ホグワーツの厨房にいた妖精たちって、どんな存在?
ホグワーツの厨房で働く屋敷しもべ妖精たちは、ハリー・ポッターの物語の中ではあまり目立たないけど、すごく大事な存在だって気づいた人、どれくらいいるかな。
小説を読んでいると、彼らは当たり前に厨房にいて、料理を作って、宴の準備をして、食堂に食事を運んでいる。だけど、その「当たり前」がどれだけ重たいものか、深く考えたことがある人は少ないかもしれない。
ずっと見えなかった場所、ホグワーツの「裏側」
『炎のゴブレット』で初めて、ハリーたちはホグワーツの厨房に入る。あのとき、厨房はグリフィンドールの寮の近くの地下にあって、食堂の真下にあることがわかる。
入り口は、果物の絵が描かれた大きな絵画。その中の「洋なし」をくすぐると、笑い出してドアノブに変わるんだよね。このしかけも、ちょっとかわいくて、でも少し切ない。なぜって、これは子どもたちには「隠された世界」があるっていう合図でもあるけど、それって「見なくていい存在」っていう扱いでもあるから。

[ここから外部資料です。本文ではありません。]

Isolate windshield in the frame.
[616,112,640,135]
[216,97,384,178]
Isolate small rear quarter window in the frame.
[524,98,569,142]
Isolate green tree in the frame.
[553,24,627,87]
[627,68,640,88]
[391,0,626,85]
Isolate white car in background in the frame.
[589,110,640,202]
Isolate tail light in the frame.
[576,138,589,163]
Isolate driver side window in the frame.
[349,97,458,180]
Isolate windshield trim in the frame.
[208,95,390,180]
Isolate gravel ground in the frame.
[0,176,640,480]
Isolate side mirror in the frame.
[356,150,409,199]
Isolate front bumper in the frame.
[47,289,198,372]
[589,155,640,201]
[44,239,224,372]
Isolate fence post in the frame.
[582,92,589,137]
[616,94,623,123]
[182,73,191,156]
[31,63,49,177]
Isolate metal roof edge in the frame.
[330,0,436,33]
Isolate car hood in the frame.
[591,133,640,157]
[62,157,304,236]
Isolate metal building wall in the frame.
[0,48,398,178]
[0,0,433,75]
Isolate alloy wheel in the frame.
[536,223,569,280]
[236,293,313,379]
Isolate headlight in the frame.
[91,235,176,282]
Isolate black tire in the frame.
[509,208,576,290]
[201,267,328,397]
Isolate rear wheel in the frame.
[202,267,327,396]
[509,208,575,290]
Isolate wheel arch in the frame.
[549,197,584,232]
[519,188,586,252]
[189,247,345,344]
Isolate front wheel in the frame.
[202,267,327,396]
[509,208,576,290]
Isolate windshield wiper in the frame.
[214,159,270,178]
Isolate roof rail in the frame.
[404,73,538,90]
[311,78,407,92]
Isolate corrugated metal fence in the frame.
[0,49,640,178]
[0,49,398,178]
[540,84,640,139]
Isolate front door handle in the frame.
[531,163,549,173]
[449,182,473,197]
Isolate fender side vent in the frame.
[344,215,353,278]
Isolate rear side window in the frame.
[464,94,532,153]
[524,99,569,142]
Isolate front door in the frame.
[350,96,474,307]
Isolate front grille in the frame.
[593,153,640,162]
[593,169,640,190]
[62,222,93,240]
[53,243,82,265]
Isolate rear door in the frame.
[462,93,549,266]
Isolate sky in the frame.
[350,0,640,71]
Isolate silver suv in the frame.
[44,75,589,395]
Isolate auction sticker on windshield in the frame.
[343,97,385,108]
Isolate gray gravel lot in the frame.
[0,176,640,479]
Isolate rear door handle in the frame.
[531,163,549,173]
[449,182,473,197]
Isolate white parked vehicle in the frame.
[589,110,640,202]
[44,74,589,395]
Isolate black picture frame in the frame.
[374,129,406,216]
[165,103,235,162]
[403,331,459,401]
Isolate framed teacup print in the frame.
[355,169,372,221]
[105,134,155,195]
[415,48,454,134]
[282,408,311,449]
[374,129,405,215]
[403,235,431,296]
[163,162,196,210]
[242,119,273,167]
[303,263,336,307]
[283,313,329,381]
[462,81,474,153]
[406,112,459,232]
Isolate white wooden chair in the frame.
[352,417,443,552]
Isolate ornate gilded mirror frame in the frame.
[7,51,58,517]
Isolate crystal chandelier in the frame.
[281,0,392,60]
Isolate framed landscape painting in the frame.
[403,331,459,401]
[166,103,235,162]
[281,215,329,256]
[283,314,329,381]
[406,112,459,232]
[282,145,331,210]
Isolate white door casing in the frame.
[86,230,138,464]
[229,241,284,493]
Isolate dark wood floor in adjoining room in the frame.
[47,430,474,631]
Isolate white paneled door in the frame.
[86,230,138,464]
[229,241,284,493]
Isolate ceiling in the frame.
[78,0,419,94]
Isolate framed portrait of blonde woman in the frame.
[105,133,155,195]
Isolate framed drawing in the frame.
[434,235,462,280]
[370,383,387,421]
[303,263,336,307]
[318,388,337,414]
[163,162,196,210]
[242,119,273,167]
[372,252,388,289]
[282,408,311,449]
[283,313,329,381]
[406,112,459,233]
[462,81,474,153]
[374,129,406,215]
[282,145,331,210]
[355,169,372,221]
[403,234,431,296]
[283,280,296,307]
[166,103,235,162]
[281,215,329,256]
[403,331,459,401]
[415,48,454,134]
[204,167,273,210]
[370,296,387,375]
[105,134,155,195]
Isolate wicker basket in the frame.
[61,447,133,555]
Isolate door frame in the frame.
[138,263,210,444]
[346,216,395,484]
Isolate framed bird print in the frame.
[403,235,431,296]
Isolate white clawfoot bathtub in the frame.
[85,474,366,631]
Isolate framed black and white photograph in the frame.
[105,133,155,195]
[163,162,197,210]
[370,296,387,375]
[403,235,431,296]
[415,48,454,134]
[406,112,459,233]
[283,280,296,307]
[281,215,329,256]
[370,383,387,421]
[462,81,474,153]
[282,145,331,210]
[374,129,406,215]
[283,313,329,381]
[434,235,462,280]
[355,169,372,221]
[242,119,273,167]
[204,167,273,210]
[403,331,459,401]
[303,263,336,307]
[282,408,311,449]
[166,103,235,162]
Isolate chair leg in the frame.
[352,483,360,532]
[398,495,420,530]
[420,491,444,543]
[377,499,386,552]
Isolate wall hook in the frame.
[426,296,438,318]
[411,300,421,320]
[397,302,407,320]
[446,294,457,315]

厨房の中には、100体近くの屋敷しもべ妖精たちがいて、全員がホグワーツのために無休で働いている。食事の準備だけじゃなく、食器の後片づけ、食材の管理、宴の演出…全部、彼らがやっているのに、ほとんどの生徒はそれを知らずに過ごす。
これって、ちょっとゾッとする現実に近くない?
映画では見えなかったけど、でも確かにそこにいた
映画版では、ホグワーツの厨房は登場しない。
それどころか、屋敷しもべ妖精たちの働きも、ほとんど描かれていない。唯一目立ったのはドビーとクリーチャーくらい。でも、原作ではもっとたくさんの妖精が出てきて、もっとずっと深いテーマを抱えていたんだよ。
ハーマイオニーは、その「見えない働き手たち」に目を向けて、「S.P.E.W(しもべ妖精福祉振興協会)」を作るよね。周りからは笑われたり、相手にされなかったりしたけど、あれってとても勇気のある行動だったと思う。
だって、ホグワーツという「魔法の楽園」の中に、ちゃんと「不公平」があったってことを、彼女だけがまっすぐ見つめていたから。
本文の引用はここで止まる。